It is simply a weapon w/ a strength of 9 against vehicles; who is wielding it does not make any difference. The witchblade actually cannot be an augmentation, because it does not affect the user's strength whatsoever.

Rephrasing - An augmentation, by definition, is to increase or make something greater. The witchblade does not make something greater - it replaces it. Although this case results in an increase in the performance of the model holding the witchblade, it does not increase the strength of the model. It is identical to saying "the model holding the witchblade counts as being strength 1 against vehicles", except that the number has changed.

Just stating my 2 cents. I know I'm not gonna change your mind. And warlocks are not a retinue.


----------



## Daneel2.0 (Jul 24, 2008)

Jackinator said:


> Can I just ask, are the Warlocks in HQ taken as a retinue for the farseer. Just I don't play Eldar and I haven't got the codex in front of me.


That’s exactly right



pez376 said:


> Many thanks for your comments, esp Daneel2.0


You’re welcome :wink:



Jackinator said:


> Just to clarify I am not looking to try to beat his list, thats not really my game. What I am trying to do is make my list more balanced with regards to fighting eldar. The combo that aegius is sporting is in my opinion causes quite a quandary and is near unstoppable. Do I take out the 3x MC or concentrate on his little folk and let them roam around causing mayhem. Or do I take out the 3x MC then having to face the rest of the army at turn 4+.


Right, I understand. I hope that my advice was general enough that you can apply it to the skill of army building with Necrons – especially since I’ve avoided talking about aegius’ list in detail.

To the point, if I were doing it, I’d look to avoid CC with the MCs and destroy his transports (especially) and the weaker troops within. The MCs (as described) don’t offer much in the way or ranged fire power, making them a negligible ranged thread, but they remain a significant CC threat. If you are going to tackle them, my advice is use Deceiver. 

In cases of both kill point, and objective, shooting troops choices is a sound tactic.

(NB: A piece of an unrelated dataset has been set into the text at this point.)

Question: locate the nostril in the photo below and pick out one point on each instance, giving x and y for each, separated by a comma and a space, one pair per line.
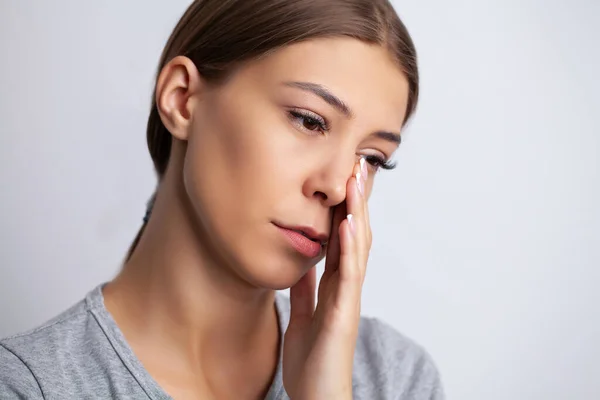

Shooting short units is also a good tactic. 



Crimson_Chin said:


> I have never had a necron player tell me that I cannot use witchblades/SS against their monolith.


I can’t comment on the quality of Necron players in your area, but in fourth edition for sure, and in fifth edition I think, witchblades don’t affect the Monolith.



Crimson_Chin said:


> It is simply a weapon w/ a strength of 9 against vehicles; who is wielding it does not make any difference. The witchblade actually cannot be an augmentation, because it does not affect the user's strength whatsoever.


At the least it replaces a user’s strength with it’s own, augmenting his ability to penetrate vehicle armor. This is a vehicle specific application of armor penetration which living armor is designed to combat. 



Crimson_Chin said:


> Rephrasing - An augmentation, by definition, is to increase or make something greater. The witchblade does not make something greater - it replaces it. Although this case results in an increase in the performance of the model holding the witchblade, it does not increase the strength of the model. It is identical to saying "the model holding the witchblade counts as being strength 1 against vehicles", except that the number has changed.


It replaces it with a greatly increased strength value, thus augmenting the penetration ability of the user. You’re getting hung up on “counts as”. Models on bikes “count as” having a toughness 1 higher, until instant death weapons get involved. Farseers, or warlocks, using witchblades “count as” having strength 9 until living armor gets involved. 



Crimson_Chin said:


> I know I'm not gonna change your mind.


Well, so far, my mind isn’t made up. I’m arguing for an interpretation based on previous understanding (which I have acknowledged may not still apply), against an individual (or 2 now) who feel that interpretation isn’t valid. If you can give me an argument good enough to make up my mind either way, I’ll let you know (but “counts as”, as I have already indicated isn’t going to do it) :grin:



Crimson_Chin said:


> And warlocks are not a retinue.


Yes, they are a retinue in all but name. 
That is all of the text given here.